Former CIA engineer convicted for largest data leak in agency's history
Joshua Schulte was accused of handing over massive amounts of classified information about the CIA's surveillance practices.
Former Central Intelligence Agency engineer Joshua Schulte was convicted in federal court Wednesday for what some believe to be the biggest leak of classified material in the agency's history.
Schulte was found guilty on nine counts in his second court case since his initial arrest in 2018. He was arrested on charges of stealing the CIA's Vault 7 material and subsequently uploading it to Wikileaks. Some of the stolen data contained information about the CIA's hacks of Apple and Android smartphones during foreign espionage operations.

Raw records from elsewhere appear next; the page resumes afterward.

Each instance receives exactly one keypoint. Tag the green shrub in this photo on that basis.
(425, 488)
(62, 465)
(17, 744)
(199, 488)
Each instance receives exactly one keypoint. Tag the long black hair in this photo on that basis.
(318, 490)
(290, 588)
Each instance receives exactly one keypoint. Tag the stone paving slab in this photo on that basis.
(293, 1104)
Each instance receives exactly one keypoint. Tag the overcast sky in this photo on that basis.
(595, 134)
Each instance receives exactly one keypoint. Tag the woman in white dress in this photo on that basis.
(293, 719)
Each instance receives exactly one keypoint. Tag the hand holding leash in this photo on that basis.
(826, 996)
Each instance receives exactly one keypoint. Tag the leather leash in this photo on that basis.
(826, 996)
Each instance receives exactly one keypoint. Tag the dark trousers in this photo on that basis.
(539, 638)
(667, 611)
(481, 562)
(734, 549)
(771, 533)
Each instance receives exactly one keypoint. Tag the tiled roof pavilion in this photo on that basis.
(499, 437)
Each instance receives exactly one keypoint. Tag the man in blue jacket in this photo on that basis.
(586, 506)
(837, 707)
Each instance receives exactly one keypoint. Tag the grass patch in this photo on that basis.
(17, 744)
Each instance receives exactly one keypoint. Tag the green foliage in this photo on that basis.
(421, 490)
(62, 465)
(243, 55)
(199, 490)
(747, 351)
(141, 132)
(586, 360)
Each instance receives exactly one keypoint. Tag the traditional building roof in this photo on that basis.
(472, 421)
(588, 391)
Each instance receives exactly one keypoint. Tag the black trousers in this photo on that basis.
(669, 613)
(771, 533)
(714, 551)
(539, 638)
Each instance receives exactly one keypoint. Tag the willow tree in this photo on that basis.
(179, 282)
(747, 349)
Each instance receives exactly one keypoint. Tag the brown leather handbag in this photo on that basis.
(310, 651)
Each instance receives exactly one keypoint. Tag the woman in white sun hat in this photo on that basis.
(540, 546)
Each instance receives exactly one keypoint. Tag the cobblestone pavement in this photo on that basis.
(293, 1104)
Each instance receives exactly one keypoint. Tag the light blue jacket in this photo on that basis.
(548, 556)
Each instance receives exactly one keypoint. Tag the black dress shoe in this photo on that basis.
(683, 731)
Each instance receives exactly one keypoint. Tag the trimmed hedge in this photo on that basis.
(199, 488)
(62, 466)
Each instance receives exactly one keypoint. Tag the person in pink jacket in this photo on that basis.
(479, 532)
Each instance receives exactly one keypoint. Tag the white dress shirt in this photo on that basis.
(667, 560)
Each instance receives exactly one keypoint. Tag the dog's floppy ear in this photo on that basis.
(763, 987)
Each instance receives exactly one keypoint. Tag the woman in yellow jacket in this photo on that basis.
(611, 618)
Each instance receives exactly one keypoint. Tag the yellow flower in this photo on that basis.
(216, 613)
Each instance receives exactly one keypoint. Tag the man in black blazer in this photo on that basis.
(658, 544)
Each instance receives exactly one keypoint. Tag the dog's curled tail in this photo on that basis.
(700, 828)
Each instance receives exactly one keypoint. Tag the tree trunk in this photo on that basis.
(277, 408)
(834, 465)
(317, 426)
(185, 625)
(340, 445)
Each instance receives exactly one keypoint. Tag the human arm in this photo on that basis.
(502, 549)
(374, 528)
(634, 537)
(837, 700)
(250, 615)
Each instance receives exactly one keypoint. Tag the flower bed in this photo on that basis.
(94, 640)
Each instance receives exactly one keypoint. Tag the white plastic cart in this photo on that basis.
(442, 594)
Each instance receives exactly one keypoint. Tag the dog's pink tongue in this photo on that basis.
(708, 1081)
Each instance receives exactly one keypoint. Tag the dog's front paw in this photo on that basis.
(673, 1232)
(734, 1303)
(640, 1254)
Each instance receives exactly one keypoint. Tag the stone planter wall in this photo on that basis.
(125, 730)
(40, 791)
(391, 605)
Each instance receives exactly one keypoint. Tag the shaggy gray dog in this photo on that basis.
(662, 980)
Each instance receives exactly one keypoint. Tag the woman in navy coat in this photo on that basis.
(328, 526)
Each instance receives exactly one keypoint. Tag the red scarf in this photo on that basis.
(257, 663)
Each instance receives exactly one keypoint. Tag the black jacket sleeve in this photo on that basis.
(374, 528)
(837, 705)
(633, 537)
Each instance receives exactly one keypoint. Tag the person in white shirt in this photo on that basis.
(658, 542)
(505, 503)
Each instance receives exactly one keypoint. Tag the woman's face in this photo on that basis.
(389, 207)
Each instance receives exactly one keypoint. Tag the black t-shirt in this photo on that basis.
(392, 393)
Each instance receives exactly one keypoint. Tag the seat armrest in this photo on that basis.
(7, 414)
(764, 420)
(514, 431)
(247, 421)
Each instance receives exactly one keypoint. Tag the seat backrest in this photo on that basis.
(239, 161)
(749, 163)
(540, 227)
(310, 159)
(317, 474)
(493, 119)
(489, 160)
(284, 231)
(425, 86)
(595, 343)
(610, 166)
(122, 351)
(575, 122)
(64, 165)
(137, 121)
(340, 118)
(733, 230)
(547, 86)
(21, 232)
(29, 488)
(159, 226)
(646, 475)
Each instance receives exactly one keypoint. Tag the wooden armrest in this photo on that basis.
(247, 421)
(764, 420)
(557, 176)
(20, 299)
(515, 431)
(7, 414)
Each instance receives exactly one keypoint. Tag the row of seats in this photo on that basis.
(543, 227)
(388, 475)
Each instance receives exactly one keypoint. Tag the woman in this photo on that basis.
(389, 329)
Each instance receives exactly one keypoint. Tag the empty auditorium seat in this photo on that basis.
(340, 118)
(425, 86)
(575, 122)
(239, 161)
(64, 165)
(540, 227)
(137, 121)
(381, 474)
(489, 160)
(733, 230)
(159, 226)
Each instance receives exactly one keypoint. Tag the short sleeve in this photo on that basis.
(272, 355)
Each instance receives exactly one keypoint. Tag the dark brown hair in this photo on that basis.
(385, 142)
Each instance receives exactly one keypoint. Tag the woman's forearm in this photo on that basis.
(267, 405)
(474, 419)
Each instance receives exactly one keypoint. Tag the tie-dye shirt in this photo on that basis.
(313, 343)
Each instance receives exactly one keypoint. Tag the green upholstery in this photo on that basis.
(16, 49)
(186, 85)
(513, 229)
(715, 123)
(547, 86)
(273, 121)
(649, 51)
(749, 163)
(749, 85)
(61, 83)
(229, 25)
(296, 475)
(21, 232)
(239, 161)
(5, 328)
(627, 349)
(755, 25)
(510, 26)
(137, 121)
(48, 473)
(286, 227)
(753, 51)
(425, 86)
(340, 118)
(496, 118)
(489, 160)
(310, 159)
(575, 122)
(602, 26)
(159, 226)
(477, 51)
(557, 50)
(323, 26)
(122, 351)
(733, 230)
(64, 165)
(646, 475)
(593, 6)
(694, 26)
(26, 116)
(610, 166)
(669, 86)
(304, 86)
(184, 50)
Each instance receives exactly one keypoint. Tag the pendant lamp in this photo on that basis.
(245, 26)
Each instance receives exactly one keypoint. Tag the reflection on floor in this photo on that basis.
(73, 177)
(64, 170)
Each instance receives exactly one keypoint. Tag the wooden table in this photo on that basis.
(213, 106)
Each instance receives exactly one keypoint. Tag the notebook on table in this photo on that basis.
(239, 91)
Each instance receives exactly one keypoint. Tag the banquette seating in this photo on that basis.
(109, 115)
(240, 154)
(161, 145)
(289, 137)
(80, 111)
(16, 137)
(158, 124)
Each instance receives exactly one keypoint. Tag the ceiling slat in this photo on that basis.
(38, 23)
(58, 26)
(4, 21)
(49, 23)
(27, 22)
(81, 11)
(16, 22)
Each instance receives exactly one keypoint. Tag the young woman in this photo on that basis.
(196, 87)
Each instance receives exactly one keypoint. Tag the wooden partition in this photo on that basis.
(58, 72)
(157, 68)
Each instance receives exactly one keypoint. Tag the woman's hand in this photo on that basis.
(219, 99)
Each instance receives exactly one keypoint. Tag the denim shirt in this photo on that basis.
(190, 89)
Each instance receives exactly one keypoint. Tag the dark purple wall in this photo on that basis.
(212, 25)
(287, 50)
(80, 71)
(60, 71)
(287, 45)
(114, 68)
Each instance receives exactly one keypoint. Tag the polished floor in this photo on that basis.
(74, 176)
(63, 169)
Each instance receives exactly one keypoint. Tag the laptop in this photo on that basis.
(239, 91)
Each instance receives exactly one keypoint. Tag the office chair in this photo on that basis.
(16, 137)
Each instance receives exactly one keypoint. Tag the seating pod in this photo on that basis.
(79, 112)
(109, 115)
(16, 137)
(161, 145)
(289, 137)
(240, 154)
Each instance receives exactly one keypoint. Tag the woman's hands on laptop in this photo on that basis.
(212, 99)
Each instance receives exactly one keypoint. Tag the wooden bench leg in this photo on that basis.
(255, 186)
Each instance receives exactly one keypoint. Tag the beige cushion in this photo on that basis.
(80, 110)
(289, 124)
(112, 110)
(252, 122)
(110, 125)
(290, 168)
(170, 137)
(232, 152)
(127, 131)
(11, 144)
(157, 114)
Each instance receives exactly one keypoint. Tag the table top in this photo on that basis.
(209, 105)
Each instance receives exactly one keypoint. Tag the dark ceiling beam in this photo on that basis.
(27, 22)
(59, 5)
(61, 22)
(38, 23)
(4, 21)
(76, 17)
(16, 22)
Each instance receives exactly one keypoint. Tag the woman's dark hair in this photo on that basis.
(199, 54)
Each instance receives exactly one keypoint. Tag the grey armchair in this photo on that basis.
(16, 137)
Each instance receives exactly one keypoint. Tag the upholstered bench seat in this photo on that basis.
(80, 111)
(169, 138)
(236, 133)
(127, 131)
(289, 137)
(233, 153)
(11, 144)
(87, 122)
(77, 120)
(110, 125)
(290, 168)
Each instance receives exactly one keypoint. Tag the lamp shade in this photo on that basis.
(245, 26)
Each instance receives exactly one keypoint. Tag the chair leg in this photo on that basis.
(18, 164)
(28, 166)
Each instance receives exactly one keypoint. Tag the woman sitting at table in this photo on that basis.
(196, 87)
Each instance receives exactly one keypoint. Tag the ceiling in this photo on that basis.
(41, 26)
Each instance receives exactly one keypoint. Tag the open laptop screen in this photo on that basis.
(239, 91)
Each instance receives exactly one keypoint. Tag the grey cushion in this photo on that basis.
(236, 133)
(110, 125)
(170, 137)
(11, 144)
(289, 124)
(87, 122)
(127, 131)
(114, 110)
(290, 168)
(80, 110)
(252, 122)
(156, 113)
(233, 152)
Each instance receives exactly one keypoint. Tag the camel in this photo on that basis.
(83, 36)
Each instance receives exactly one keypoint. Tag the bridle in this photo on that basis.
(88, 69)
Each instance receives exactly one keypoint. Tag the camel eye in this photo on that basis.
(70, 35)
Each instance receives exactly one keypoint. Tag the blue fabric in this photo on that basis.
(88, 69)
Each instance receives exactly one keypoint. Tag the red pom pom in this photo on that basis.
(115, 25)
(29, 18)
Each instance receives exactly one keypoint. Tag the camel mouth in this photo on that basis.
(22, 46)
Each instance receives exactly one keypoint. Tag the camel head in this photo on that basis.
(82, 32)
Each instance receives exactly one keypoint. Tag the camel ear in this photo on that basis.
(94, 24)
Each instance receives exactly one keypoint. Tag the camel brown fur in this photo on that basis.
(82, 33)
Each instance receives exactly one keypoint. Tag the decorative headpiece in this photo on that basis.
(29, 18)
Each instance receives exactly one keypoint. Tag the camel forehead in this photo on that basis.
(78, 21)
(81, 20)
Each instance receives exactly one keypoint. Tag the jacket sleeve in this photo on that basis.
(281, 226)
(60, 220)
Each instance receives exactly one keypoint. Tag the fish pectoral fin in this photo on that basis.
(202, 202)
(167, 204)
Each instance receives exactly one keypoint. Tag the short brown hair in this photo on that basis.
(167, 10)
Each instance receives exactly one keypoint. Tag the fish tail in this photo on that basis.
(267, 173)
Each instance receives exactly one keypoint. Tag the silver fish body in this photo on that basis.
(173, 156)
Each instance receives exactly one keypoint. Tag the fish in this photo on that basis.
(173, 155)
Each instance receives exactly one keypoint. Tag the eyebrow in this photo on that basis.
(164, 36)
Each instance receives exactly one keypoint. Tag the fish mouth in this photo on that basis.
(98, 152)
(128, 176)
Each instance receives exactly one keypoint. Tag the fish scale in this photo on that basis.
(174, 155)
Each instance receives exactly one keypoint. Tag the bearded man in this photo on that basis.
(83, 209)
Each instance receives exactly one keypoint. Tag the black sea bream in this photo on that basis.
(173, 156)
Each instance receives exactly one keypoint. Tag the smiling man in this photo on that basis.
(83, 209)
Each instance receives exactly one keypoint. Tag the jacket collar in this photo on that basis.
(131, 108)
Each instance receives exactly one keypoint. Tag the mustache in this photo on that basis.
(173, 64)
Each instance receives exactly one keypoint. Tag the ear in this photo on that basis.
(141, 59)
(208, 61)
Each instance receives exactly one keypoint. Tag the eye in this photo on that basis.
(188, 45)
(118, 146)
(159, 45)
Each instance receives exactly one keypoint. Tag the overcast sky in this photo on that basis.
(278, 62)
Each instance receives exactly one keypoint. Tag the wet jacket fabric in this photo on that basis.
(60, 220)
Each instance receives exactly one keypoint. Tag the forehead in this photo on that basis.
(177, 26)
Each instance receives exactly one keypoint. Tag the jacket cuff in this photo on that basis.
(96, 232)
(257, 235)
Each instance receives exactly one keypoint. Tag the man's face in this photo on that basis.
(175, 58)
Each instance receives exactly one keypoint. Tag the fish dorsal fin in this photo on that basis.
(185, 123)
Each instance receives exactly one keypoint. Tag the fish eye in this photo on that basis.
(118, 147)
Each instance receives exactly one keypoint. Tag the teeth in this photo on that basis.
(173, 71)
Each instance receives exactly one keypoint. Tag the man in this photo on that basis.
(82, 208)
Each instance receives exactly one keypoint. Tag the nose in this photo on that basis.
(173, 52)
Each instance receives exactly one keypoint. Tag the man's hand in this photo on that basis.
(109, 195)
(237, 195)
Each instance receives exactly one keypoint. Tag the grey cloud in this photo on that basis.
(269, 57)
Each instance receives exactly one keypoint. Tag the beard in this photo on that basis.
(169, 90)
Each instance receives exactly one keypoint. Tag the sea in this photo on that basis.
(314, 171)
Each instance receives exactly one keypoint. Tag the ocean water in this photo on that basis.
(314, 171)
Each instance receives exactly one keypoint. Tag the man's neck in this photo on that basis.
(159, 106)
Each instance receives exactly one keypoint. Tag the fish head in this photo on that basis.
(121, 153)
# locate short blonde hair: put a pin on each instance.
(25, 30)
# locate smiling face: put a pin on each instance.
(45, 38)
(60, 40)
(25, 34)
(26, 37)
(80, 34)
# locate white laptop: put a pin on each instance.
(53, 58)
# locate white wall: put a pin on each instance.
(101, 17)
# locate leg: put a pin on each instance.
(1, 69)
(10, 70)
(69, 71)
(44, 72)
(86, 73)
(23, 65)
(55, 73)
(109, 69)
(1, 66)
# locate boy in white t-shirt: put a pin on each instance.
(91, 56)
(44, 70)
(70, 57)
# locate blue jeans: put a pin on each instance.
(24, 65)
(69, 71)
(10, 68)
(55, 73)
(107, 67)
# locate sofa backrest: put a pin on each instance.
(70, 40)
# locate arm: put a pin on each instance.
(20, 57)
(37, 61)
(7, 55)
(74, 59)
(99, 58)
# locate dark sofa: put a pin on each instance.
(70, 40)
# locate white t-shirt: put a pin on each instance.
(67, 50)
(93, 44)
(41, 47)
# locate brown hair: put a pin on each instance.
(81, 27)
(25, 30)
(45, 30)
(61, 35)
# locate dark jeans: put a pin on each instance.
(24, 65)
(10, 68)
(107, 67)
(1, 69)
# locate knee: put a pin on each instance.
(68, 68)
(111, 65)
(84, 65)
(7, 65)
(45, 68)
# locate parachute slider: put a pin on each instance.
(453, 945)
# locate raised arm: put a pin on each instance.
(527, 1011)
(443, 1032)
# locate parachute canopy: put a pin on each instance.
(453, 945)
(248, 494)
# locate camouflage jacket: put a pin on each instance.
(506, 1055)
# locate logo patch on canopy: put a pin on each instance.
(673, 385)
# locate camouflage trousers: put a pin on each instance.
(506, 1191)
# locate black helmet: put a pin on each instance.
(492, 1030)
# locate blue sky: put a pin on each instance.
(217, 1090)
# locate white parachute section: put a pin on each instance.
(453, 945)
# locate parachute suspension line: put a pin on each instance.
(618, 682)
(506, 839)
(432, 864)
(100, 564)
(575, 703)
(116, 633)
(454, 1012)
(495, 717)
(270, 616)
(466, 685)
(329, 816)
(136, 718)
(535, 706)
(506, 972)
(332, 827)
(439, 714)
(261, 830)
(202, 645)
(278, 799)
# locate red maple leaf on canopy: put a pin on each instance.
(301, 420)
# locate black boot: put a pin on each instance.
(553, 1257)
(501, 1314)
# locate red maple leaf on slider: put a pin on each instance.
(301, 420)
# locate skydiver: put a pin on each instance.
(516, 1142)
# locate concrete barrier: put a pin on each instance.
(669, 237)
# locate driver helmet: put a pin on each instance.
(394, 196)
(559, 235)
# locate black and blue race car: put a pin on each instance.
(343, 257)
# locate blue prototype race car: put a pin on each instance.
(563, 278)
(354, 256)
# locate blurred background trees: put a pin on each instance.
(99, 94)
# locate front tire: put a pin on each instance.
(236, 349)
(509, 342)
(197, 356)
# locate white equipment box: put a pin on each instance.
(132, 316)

According to U.S. Attorney for the Southern District of New York Damian Williams, Schulte was convicted of "one of the most brazen and damaging acts of espionage in American history." He had argued in court that Schulte leaked some of the country's "most valuable intelligence-gathering cyber tools used to battle terrorist organizations" and other malicious influences around the world.
"When Schulte began to harbor resentment toward the CIA, he covertly collected those tools and provided them to WikiLeaks, making some of our most critical intelligence tools known to the public – and therefore, our adversaries," he said.
The Vault 7 leak was published to Wikileaks in 2017, and contained information that details the CIA's ongoing electronic surveillance efforts.
Schulte, serving as his own attorney, claimed that investigators had run a "political witch hunt from day one," quickly identifying Schulte as the guilty party and working backward from there. He was previously convicted in 2020 on one count of contempt of court, and one of making false statements to the FBI. Separately, Schulte has pleaded not guilty to a set of charges pertaining to the possession of child pornography.